Compounding the problem is the fact that you'll have to fire through a *lot* of atmosphere. Your craft needs most of its velocity to be tangential, and you want as long an acceleration path as you can get away with to keep the acceleration to something that a) you can provide and b) won't damage your cargo. This means a grazing path through the atmosphere, which means your lasers will be firing through hundreds or possibly thousands of kilometres of air (i.e. as far as you can manage).

The only practical scheme I can think of for very long distances is to have multiple stations along the flight path and to fire a converging beam, so that heating problems are only significant for the last little part of the beam path.

On a couple of other points: You'll be using a laser array, not a single laser, so the cost will be directly proportional to the power required. More power means more cost.
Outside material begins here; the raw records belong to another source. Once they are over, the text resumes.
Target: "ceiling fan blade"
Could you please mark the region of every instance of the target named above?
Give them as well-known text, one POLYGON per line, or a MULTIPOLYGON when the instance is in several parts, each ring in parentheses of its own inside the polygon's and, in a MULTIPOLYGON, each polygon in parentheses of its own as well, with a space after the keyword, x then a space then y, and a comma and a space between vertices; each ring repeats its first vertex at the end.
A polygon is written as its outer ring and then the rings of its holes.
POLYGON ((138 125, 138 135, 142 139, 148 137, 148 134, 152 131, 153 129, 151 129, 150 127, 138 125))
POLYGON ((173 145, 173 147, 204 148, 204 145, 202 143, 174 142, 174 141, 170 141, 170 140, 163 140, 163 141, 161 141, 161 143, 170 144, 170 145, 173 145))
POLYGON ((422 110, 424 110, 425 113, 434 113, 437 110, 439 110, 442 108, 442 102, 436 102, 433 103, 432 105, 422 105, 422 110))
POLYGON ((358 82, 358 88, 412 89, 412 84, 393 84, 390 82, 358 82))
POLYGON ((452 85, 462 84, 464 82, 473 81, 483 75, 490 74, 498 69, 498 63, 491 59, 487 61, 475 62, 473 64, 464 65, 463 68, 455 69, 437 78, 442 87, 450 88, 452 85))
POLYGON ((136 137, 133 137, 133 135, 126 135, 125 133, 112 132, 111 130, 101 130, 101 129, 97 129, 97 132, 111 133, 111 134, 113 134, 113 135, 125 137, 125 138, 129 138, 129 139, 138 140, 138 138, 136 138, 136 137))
Also, I have doubts about a heat-exchanger system working. Throughput tends to be low compared to the power flow required to get high ISP, and a heat exchanger means a heavier craft. The most practical craft design I've seen suggested, which has flown in small-scale tests, has the bottom of the craft being a curved mirror with a central projection. The laser is focused by the mirror and heats air immediately below the central projection, which is shaped to force the air to move away from the craft.

Laser launchers are a neat idea, and avoid the problem of carrying most of your reaction mass when set up in jet mode, but there are formidable engineering problems to overcome before they're practical.